Pero no debía preocuparse. Crecería, aprendería más cosas, mejoraría, seguiría escuchando que la armonía, el aseo y la inteligencia eran los tres pilares sobre los que debía asentarse la formación de un muchacho bien educado que se convertiría con el tiempo en un hombre bien educado, y empezaría a comprender que, en realidad, las más terribles aberraciones anidan en el interior de los demás, en lo más indescifrable del voraz y sórdido comportamiento de los individuos que nos preparan un nutrido desayuno al amanecer, que se sientan a comer con nosotros y que por la noche nos arropan con ternura y dedicación.

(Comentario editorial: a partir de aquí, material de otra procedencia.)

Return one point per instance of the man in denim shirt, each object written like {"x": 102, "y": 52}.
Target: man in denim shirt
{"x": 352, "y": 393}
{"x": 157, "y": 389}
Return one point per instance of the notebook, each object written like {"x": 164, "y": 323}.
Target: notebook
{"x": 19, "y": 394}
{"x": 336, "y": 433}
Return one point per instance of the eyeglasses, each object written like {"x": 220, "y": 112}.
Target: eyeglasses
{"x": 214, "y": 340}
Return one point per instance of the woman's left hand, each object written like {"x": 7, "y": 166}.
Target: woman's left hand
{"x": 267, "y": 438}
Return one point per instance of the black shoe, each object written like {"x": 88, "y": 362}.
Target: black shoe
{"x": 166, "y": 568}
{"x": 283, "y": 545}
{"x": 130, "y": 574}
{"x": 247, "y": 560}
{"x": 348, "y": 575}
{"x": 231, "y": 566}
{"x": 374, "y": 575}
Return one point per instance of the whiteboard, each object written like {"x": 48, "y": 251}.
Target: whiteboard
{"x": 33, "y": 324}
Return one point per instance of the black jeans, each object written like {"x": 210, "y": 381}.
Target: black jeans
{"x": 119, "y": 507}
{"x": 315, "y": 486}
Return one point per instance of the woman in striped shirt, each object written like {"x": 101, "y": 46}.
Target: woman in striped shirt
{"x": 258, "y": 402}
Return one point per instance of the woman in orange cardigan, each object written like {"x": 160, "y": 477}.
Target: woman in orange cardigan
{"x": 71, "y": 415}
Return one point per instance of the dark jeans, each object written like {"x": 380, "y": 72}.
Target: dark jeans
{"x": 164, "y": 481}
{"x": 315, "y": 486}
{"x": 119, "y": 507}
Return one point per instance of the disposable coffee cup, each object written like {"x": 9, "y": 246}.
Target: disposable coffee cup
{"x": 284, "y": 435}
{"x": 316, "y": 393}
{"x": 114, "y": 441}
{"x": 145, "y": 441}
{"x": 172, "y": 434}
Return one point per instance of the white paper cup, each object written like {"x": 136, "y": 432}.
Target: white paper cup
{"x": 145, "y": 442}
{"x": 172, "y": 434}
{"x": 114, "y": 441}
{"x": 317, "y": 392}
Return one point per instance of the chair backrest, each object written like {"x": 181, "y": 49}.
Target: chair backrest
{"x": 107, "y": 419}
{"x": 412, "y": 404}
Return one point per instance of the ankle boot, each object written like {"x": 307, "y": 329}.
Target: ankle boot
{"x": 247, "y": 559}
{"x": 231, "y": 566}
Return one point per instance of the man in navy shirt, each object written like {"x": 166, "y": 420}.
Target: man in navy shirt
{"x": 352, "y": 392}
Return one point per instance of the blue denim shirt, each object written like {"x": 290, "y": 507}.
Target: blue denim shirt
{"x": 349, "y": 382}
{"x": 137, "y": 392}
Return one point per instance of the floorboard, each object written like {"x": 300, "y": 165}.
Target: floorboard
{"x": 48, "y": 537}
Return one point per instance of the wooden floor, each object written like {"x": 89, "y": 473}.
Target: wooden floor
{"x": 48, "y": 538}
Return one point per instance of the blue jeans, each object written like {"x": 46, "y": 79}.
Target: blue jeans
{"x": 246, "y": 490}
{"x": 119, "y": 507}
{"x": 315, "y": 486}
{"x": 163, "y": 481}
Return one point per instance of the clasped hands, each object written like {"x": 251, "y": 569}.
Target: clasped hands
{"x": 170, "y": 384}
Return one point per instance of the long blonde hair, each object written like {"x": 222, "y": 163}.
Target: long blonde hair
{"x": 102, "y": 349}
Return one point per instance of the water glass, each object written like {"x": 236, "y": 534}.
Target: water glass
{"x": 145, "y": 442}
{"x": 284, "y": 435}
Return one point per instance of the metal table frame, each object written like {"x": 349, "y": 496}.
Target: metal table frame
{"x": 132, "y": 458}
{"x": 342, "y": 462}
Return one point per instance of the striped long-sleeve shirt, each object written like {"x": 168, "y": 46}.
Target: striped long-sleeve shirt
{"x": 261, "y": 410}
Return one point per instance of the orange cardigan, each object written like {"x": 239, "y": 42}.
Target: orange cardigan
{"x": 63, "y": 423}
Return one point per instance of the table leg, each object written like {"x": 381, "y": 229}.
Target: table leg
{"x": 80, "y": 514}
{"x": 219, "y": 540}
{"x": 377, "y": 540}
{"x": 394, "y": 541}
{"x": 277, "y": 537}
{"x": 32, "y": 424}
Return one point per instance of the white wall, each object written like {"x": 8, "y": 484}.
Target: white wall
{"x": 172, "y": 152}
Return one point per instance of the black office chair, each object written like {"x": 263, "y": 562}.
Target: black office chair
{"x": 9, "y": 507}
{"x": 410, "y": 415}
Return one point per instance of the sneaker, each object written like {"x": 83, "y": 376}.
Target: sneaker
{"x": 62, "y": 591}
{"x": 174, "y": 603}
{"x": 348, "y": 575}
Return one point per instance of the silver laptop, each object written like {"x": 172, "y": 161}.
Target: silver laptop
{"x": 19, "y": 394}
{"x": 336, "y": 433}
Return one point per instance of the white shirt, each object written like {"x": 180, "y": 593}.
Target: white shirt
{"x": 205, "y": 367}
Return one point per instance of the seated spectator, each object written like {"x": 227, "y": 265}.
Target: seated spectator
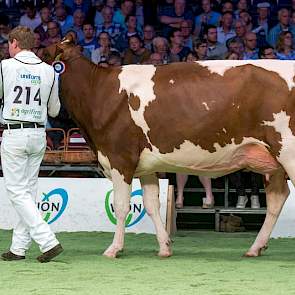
{"x": 284, "y": 46}
{"x": 176, "y": 45}
{"x": 262, "y": 23}
{"x": 227, "y": 6}
{"x": 139, "y": 12}
{"x": 238, "y": 181}
{"x": 38, "y": 47}
{"x": 186, "y": 32}
{"x": 79, "y": 4}
{"x": 148, "y": 36}
{"x": 267, "y": 52}
{"x": 200, "y": 49}
{"x": 251, "y": 50}
{"x": 74, "y": 37}
{"x": 104, "y": 50}
{"x": 232, "y": 56}
{"x": 181, "y": 180}
{"x": 115, "y": 59}
{"x": 4, "y": 27}
{"x": 246, "y": 17}
{"x": 65, "y": 21}
{"x": 53, "y": 32}
{"x": 95, "y": 13}
{"x": 216, "y": 50}
{"x": 89, "y": 42}
{"x": 4, "y": 50}
{"x": 191, "y": 57}
{"x": 155, "y": 59}
{"x": 171, "y": 17}
{"x": 127, "y": 8}
{"x": 78, "y": 20}
{"x": 45, "y": 14}
{"x": 240, "y": 29}
{"x": 31, "y": 18}
{"x": 161, "y": 46}
{"x": 136, "y": 53}
{"x": 207, "y": 17}
{"x": 225, "y": 31}
{"x": 113, "y": 29}
{"x": 242, "y": 5}
{"x": 122, "y": 42}
{"x": 283, "y": 25}
{"x": 235, "y": 45}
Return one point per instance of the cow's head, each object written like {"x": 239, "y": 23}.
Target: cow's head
{"x": 64, "y": 50}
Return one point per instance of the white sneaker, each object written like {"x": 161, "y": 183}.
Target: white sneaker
{"x": 242, "y": 201}
{"x": 255, "y": 202}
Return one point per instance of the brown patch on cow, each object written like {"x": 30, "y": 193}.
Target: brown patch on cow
{"x": 134, "y": 102}
{"x": 95, "y": 104}
{"x": 238, "y": 102}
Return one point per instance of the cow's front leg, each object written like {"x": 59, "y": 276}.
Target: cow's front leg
{"x": 151, "y": 202}
{"x": 277, "y": 192}
{"x": 122, "y": 207}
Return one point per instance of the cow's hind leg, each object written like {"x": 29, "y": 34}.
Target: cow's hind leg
{"x": 277, "y": 192}
{"x": 122, "y": 192}
{"x": 150, "y": 187}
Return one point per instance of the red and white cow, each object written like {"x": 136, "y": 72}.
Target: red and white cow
{"x": 209, "y": 118}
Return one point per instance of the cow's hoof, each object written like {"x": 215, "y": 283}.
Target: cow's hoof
{"x": 165, "y": 253}
{"x": 255, "y": 253}
{"x": 112, "y": 252}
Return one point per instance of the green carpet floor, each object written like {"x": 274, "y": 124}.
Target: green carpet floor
{"x": 203, "y": 263}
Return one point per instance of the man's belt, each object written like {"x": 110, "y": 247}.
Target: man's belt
{"x": 23, "y": 125}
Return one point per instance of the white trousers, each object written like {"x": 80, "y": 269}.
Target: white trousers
{"x": 22, "y": 151}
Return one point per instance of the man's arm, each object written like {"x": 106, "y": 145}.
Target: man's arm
{"x": 53, "y": 102}
{"x": 1, "y": 84}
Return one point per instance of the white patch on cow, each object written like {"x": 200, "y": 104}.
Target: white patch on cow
{"x": 192, "y": 159}
{"x": 281, "y": 125}
{"x": 105, "y": 163}
{"x": 138, "y": 80}
{"x": 206, "y": 106}
{"x": 284, "y": 68}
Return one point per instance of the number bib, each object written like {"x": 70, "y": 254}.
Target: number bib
{"x": 26, "y": 90}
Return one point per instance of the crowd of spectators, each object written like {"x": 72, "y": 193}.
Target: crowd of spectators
{"x": 112, "y": 32}
{"x": 121, "y": 32}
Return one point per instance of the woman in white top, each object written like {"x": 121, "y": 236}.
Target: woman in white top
{"x": 102, "y": 53}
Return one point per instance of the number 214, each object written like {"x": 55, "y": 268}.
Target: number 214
{"x": 27, "y": 90}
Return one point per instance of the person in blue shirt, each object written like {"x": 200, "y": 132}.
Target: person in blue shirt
{"x": 284, "y": 47}
{"x": 89, "y": 41}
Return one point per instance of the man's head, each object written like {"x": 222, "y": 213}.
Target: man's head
{"x": 88, "y": 30}
{"x": 45, "y": 15}
{"x": 20, "y": 38}
{"x": 250, "y": 40}
{"x": 210, "y": 33}
{"x": 240, "y": 28}
{"x": 206, "y": 6}
{"x": 227, "y": 19}
{"x": 156, "y": 59}
{"x": 135, "y": 43}
{"x": 179, "y": 6}
{"x": 284, "y": 16}
{"x": 127, "y": 7}
{"x": 107, "y": 14}
{"x": 267, "y": 52}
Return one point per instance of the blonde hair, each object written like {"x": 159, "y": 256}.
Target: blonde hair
{"x": 24, "y": 36}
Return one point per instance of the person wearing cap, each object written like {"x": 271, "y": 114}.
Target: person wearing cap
{"x": 29, "y": 89}
{"x": 262, "y": 23}
{"x": 283, "y": 25}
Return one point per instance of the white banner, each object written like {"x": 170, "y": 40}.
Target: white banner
{"x": 285, "y": 226}
{"x": 84, "y": 204}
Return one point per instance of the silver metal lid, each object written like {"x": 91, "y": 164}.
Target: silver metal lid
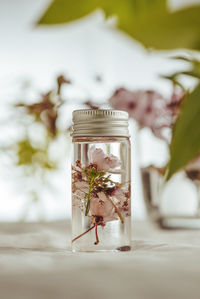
{"x": 88, "y": 122}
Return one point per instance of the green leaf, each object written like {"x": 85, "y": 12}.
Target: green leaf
{"x": 148, "y": 21}
{"x": 186, "y": 136}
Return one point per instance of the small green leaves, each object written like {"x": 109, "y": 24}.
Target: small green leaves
{"x": 186, "y": 137}
{"x": 148, "y": 21}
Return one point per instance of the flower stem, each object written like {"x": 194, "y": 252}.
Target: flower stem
{"x": 89, "y": 196}
{"x": 96, "y": 234}
{"x": 116, "y": 210}
{"x": 84, "y": 233}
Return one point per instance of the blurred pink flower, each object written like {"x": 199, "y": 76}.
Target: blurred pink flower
{"x": 149, "y": 108}
{"x": 101, "y": 206}
{"x": 104, "y": 162}
{"x": 144, "y": 106}
{"x": 194, "y": 164}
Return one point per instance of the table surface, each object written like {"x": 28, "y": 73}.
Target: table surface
{"x": 36, "y": 262}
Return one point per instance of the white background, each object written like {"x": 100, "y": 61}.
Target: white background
{"x": 81, "y": 51}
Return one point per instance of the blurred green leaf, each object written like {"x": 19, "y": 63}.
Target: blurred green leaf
{"x": 186, "y": 136}
{"x": 148, "y": 21}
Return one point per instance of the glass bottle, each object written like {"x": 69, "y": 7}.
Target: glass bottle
{"x": 101, "y": 167}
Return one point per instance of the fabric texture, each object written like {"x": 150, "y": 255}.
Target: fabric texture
{"x": 36, "y": 262}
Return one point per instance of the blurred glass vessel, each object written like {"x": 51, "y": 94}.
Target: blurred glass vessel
{"x": 101, "y": 169}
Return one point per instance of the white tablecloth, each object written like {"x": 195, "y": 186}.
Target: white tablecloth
{"x": 36, "y": 262}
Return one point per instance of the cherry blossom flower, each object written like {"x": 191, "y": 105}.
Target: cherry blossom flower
{"x": 149, "y": 108}
{"x": 104, "y": 162}
{"x": 144, "y": 106}
{"x": 101, "y": 206}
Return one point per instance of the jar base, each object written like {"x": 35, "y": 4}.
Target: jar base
{"x": 121, "y": 248}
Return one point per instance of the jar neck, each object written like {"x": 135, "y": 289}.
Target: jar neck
{"x": 99, "y": 139}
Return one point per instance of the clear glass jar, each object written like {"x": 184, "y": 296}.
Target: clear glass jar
{"x": 101, "y": 195}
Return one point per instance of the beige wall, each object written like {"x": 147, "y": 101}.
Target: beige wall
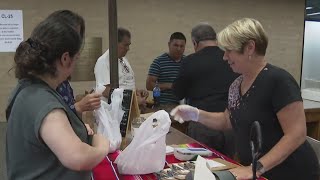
{"x": 152, "y": 21}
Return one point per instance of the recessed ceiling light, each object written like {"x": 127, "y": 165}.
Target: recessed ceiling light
{"x": 312, "y": 14}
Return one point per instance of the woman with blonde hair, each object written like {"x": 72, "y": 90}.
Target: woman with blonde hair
{"x": 263, "y": 93}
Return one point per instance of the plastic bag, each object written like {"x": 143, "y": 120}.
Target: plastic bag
{"x": 108, "y": 118}
{"x": 147, "y": 151}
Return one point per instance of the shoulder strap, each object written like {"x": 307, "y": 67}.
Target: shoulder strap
{"x": 24, "y": 84}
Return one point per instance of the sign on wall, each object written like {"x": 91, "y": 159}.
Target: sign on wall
{"x": 11, "y": 30}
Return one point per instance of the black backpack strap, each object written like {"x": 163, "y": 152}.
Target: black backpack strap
{"x": 24, "y": 84}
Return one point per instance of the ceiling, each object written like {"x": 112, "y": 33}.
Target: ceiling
{"x": 312, "y": 10}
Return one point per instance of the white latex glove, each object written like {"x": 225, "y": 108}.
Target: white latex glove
{"x": 183, "y": 113}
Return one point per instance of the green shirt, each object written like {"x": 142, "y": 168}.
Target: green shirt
{"x": 28, "y": 157}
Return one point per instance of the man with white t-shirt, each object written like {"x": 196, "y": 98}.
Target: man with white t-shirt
{"x": 126, "y": 74}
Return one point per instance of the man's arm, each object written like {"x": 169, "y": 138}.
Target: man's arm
{"x": 151, "y": 83}
{"x": 180, "y": 85}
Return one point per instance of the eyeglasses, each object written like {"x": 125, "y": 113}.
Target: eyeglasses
{"x": 124, "y": 65}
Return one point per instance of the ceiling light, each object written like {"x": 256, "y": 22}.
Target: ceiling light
{"x": 312, "y": 14}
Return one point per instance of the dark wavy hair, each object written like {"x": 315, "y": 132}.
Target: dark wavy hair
{"x": 71, "y": 18}
{"x": 47, "y": 43}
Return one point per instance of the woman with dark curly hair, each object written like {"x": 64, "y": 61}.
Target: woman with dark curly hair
{"x": 45, "y": 139}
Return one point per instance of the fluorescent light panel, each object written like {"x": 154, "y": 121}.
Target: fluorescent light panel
{"x": 313, "y": 14}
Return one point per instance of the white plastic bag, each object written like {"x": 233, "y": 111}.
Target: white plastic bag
{"x": 147, "y": 151}
{"x": 108, "y": 118}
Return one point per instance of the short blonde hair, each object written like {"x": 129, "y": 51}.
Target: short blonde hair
{"x": 236, "y": 36}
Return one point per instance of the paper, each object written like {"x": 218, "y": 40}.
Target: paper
{"x": 214, "y": 164}
{"x": 11, "y": 30}
{"x": 201, "y": 170}
{"x": 169, "y": 150}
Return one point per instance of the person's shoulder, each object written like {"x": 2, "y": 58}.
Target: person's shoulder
{"x": 37, "y": 93}
{"x": 190, "y": 57}
{"x": 162, "y": 57}
{"x": 103, "y": 58}
{"x": 277, "y": 72}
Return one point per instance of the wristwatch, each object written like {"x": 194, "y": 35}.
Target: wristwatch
{"x": 260, "y": 168}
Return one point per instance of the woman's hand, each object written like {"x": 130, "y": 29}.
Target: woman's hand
{"x": 88, "y": 103}
{"x": 242, "y": 172}
{"x": 183, "y": 113}
{"x": 90, "y": 131}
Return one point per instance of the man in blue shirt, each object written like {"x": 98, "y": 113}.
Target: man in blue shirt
{"x": 165, "y": 68}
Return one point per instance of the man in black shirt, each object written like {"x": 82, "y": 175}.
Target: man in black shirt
{"x": 204, "y": 80}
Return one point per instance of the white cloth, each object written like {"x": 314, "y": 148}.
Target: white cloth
{"x": 184, "y": 112}
{"x": 102, "y": 73}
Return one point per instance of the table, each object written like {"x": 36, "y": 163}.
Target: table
{"x": 107, "y": 170}
{"x": 312, "y": 112}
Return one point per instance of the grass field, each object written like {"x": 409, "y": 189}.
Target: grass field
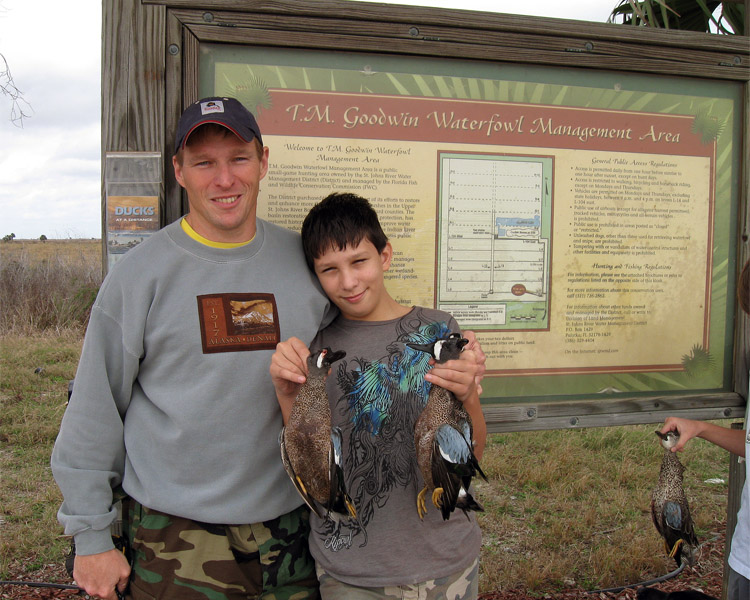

Recordaría que sólo los seres débiles se vienen abajo y que uno no se puede permitir un solo momento de desánimo; que no se debe ser débil a no ser que se tenga la intención de fracasar, de hundirse en la ruina. Observaría con detenimiento la expresión despierta y siempre vigilante de su nodriza, y volvería a preguntarse por qué. Por qué él. ¿Qué había hecho?

«Pobrecito», escucharía de nuevo. «Pobre, pobrecito…»

Su nodriza querría volver a acunar su extraño cuerpo, y repetiría que su pequeño sabría cómo moverse con elegancia entre las naturalezas muertas del siglo XVIII de Jean-Baptiste Siméon Chardin y cómo comportarse ante una mesa dispuesta con delicadeza, mostrando un exquisito cuidado al sentarse y una extremada diligencia al utilizar los cubiertos. Ella le había dado una educación más que aceptable, y él tendría que demostrarlo ante ella y su marido. Por tanto, no debía acercarse al fregadero de la cocina para beber agua directamente del grifo, sin vaso. No debía tampoco limpiarse la boca con una mano después de comer ni debía echarse a reír con fuerza, como un ser despiadado.

«Te hemos enseñado a ser amable».

Y, con amabilidad, ella volvería a indicarle que, por mucho que intentara esconder la cabeza entre sus propios hombros, jamás lograría pasar desapercibido. Con dulzura, le aseguraría que ofendía a los demás con su simple respiración porque se trataba de una respiración viciada. Le explicaría una y otra vez que era capaz de atormentar a cualquiera que tuviese que permanecer más de dos minutos a su lado a causa, quizá, de su excesiva presencia. En voz baja, casi en un susurro, su nodriza le aclararía que estaba muy cansada de aquella cosa execrable que flotaba por encima de su cabeza como una masa casi opaca de aves, dejándoles a su marido y a ella sin posibilidad de consuelo. Y Darío, entonces, consciente de haber experimentado ya la aguda inquietud que le causaban aquellos argumentos, aquellas recriminaciones, descubriría lo que era querer escapar y, sencillamente, no poder hacerlo.

Desaparecería así la tiranía de los fumigadores para dar paso a la opresión de los seres cercanos, de esos seres buenos: los seres queridos. Tan magnánimos y tan protectores.